16.11.09

predadores?! (ou: descer aos infernos sem perder o pé)



João Rodrigues (JR), do Ladrões de Bicicletas, a propósito do fim das taxas moderadoras no internamento e na cirurgia de ambulatório, escreve que "agora só falta acabar com as outras taxas no SNS. Eliminar os mecanismos que tomam os cidadãos por predadores. Romper com a herança liberal de Correia de Campos".
Um ponto é concordar que foi tolice do governo do PS introduzir "taxas moderadoras" em "consumos" que não são susceptíveis de serem moderados, pelo menos por vontade própria de quem paga. E aplaudir a correcção.
Outro ponto, de natureza mais geral, é o ataque de JR a todas as taxas moderadoras com base numa certa metafísica da natureza humana. JR parece acreditar que as pessoas são naturalmente cooperantes, cuidadosas com o bem público, atentas às consequências dos seus actos no plano dos mecanismos colectivos, altruístas e esclarecidas acerca do próprio funcionamento do altruísmo. JR parece acreditar que quem não tenha essa visão da "essência" dos indivíduos em sociedade só pode estar a tratar os cidadãos como predadores.
Também sou dos que pensam que os cidadãos não devem ser basicamente tratados como máquinas de estímulos, disponíveis para as receitas de "incentivos" que os economistas gostam de cozinhar. Também sou dos que acreditam que a melhor forma de avançar na melhoria dos laços sociais é investir nos laços sociais enquanto tal, enquanto estrutura de significados. Também sou dos que não acreditam que tudo isso se resuma a prémios e castigos. Contudo, considero perigosíssima a ingenuidade de JR: os mecanismos colectivos são, realmente, muito sensíveis aos verdadeiros predadores. Tal como são sensíveis aos que simplesmente não param para pensar nas consequências das suas acções. Bem como aos que simplesmente não compreendem os efeitos indesejáveis, em termos agregados, de muitas acções individuais aparentemente inócuas.
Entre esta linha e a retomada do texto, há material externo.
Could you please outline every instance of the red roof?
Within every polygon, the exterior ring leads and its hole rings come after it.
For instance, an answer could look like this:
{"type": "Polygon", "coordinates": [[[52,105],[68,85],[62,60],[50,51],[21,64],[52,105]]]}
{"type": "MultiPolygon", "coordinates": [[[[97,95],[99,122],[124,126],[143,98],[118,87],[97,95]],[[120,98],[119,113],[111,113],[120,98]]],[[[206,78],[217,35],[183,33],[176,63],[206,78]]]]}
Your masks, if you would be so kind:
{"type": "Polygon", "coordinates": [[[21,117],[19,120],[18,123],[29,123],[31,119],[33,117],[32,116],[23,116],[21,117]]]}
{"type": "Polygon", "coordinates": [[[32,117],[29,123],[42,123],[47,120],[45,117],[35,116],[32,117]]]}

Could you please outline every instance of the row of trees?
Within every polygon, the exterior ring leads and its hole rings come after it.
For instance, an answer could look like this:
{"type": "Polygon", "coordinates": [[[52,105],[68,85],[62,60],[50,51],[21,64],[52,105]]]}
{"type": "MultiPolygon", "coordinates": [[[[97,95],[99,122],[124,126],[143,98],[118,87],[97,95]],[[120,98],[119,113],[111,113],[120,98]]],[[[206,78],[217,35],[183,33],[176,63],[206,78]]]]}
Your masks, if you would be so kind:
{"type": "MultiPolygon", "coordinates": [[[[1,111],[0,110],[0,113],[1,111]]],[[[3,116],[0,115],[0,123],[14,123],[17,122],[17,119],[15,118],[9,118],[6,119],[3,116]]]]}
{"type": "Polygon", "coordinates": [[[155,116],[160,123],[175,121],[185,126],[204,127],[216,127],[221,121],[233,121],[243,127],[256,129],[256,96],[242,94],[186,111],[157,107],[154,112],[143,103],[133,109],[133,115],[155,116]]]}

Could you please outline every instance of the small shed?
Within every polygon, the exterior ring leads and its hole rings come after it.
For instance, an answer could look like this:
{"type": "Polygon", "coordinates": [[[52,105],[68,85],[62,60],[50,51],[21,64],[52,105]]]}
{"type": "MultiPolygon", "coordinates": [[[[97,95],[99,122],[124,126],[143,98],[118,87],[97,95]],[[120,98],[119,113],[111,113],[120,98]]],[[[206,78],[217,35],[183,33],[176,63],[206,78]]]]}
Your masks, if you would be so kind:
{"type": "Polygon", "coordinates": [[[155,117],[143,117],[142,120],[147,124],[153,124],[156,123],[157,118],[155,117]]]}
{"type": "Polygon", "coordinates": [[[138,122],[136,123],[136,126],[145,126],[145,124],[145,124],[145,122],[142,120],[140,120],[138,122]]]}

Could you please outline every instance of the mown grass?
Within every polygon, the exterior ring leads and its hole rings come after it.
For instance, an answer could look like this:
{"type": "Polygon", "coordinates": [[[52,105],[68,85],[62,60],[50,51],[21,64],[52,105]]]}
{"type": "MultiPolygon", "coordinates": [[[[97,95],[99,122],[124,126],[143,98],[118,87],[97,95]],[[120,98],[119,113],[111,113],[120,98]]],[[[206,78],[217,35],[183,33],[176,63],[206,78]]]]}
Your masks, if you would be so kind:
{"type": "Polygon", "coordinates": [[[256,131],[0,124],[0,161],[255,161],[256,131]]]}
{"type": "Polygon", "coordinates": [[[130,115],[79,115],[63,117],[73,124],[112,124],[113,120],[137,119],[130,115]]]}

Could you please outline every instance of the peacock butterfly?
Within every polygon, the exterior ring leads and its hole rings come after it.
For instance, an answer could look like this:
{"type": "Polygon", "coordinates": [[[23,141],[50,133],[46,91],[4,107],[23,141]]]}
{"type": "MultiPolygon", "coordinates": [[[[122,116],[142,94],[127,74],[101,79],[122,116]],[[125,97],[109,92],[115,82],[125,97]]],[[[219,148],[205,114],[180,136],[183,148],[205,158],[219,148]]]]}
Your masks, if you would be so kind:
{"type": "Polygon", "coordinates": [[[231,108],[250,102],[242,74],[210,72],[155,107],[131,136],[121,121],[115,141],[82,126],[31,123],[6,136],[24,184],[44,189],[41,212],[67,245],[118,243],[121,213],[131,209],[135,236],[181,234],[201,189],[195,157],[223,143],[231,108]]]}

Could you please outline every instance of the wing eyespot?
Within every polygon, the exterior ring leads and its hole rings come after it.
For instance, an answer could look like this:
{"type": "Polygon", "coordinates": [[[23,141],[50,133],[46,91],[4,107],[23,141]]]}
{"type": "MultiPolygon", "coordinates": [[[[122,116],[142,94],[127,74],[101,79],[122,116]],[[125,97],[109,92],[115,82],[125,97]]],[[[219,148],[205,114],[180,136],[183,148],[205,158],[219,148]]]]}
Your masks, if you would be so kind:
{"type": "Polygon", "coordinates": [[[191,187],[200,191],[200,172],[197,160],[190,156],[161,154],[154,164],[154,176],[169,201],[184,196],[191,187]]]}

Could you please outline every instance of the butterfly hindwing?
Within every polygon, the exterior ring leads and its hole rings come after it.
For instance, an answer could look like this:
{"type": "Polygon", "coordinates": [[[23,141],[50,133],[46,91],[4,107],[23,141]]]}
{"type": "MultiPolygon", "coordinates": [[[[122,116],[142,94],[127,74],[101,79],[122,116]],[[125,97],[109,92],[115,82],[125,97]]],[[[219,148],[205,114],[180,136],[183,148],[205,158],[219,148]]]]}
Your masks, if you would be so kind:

Não sei bem qual seja a origem da aparente desvalorização destas dificuldades por parte de JR. Será JR um racionalista extremo que acha que os indivíduos puxam pela cabeça até compreenderem o que fazer por puro cálculo intelectual? Será JR um metafísico da natureza humana, que vê as pessoas como naturalmente, ou essencialmente, boas e altruístas? Não sei, mas sinto uma curiosidade crescente pela sistemática abordagem metafísica de certa esquerda ao problema da natureza humana em sociedade. Eu acredito que mecanismos tão imperfeitos como as taxas moderadoras são importantes dentro de um realismo moderado acerca da forma como funcionamos em colectivos: mesmo que sejamos razoavelmente altruístas, e que sejamos determinados mais por valores e por uma genuína implicação na relação social do que por incentivos, precisamos de "sinais de trânsito". Precisamos de marcas que nos chamem a atenção para o significado último de certos actos, cujas consequências não são directas nem imediatas. Precisamos de alertas.
Reflectir nisto é algo que só interessa a quem o bem comum e as suas ferramentas mereçam cuidado. Acredito piamente que JR está nesse grupo. Eu também estou. Mas bato-me para reduzir a carga metafísica de certos pressupostos. E não estou disposto a ser tratado como neoliberal por causa disso. Porque verdadeiramente desastroso para a promoção do bem comum seria transformá-lo numa piedosa abstracção iluminada por uma qualquer metafísica apressada acerca da natureza humana. Especialmente se essa metafísica apressada servir para condenar a priori certas possibilidades de organização colectiva.